Sejak ditetapkan sebagai Pemimpin Tertinggi pada 1989, ia memimpin negara itu melalui gejolak sosial, perubahan regional, dan dinamika geopolitik yang menempatkan Iran sebagai salah satu aktor paling diperhitungkan di Timur Tengah.
Nama Khamenei kembali menjadi sorotan setelah laporan bahwa ia menjadi sasaran ancaman pembunuhan oleh Perdana Menteri Israel, Benjamin Netanyahu, yang rencananya ditolak oleh Presiden AS saat itu, Donald Trump.
Situasi ini menyoroti pentingnya memahami latar belakang dan perjalanan panjang sosok yang kini menjadi figur kunci di tengah ketegangan Iran–Israel.
Baca Juga: Israel-AS Serang Iran, Kemlu RI Pastikan Keselamatan WNI
Pendidikan Ulama dan Aktivisme Politik
Lahir pada 19 April 1939 di Mashhad dalam keluarga ulama, Khamenei tumbuh dalam tradisi keagamaan yang kuat. Ia menempuh pendidikan agama di kota suci Mashhad dan melanjutkan ke Najaf, Irak kota penting dalam tradisi Syiah.
Sekembalinya ke Iran, ia melanjutkan studi di Qom di bawah bimbingan ulama besar, termasuk Ayatollah Hossein Borujerdi dan Ayatollah Ruhollah Khomeini, yang kelak menjadi Pemimpin Tertinggi pertama Republik Islam.
Pada 1960–1970-an, Khamenei aktif dalam gerakan bawah tanah menentang rezim Shah Mohammad Reza Shah Pahlavi. Aktivitas ini membuatnya beberapa kali ditangkap dan disiksa oleh polisi rahasia SAVAK.

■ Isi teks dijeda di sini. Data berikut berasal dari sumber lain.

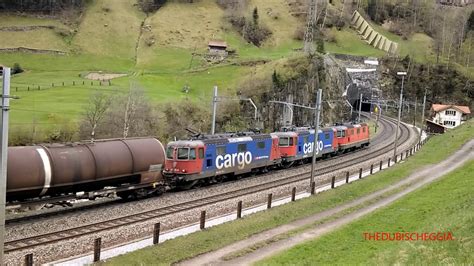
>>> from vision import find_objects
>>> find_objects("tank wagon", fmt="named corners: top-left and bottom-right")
top-left (7, 138), bottom-right (165, 202)
top-left (7, 123), bottom-right (369, 206)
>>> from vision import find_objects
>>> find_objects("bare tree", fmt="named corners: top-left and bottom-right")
top-left (85, 92), bottom-right (112, 141)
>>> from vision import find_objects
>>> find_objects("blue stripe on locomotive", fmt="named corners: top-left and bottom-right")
top-left (297, 130), bottom-right (334, 158)
top-left (202, 138), bottom-right (272, 172)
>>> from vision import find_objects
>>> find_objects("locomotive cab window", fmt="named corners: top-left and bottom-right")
top-left (177, 148), bottom-right (189, 160)
top-left (189, 148), bottom-right (196, 160)
top-left (166, 146), bottom-right (174, 159)
top-left (278, 137), bottom-right (293, 147)
top-left (337, 130), bottom-right (346, 138)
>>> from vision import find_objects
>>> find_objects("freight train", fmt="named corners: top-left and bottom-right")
top-left (7, 123), bottom-right (369, 204)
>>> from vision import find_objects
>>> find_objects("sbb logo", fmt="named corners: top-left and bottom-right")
top-left (303, 140), bottom-right (323, 154)
top-left (216, 151), bottom-right (252, 169)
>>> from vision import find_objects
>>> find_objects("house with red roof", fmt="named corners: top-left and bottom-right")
top-left (431, 104), bottom-right (471, 128)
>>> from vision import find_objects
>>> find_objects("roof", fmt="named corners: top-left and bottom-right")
top-left (431, 103), bottom-right (471, 114)
top-left (207, 41), bottom-right (227, 48)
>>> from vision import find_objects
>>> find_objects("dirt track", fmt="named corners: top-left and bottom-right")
top-left (180, 140), bottom-right (474, 265)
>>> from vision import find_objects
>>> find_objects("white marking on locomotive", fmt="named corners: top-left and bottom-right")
top-left (303, 140), bottom-right (323, 154)
top-left (36, 148), bottom-right (51, 196)
top-left (216, 151), bottom-right (252, 169)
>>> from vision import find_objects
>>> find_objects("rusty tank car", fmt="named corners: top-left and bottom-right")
top-left (7, 138), bottom-right (165, 202)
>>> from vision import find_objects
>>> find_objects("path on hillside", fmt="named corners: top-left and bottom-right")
top-left (180, 139), bottom-right (474, 265)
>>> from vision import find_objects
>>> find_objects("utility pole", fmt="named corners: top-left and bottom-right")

Peran Khamenei Setelah Revolusi Iran 1979
Revolusi 1979 menggulingkan Shah dan membuka jalan bagi kembalinya Khomeini ke Teheran. Peristiwa itu menjadi titik awal bagi Khamenei untuk memainkan peran strategis dalam pemerintahan baru. Ia dipercaya menjadi anggota Dewan Revolusi, terlibat dalam parlemen, menjabat sebagai wakil menteri pertahanan, dan menjadi imam salat Jumat di Teheran.
Pada 1981, ia menjadi korban percobaan pembunuhan ketika sebuah bom tersembunyi dalam perekam pita meledak saat ia menyampaikan pidato di masjid. Serangan yang dikaitkan dengan Forqan Group itu menyebabkan cedera permanen pada lengan kanannya.
Menuju Puncak Kekuasaan: Presiden hingga Pemimpin Tertinggi
Melansir dari Middle Easteye, setelah pembunuhan Presiden Mohammad Ali Raja'i dan PM Mohammad Javad Bahonar oleh kelompok Mujahedin-e Khalq, Khamenei mencalonkan diri sebagai presiden. Ia menang dengan 95 persen suara, salah satu kemenangan terbesar dalam sejarah Iran, dengan dukungan dari beberapa tokoh, termasuk Mir-Hossein Mousavi.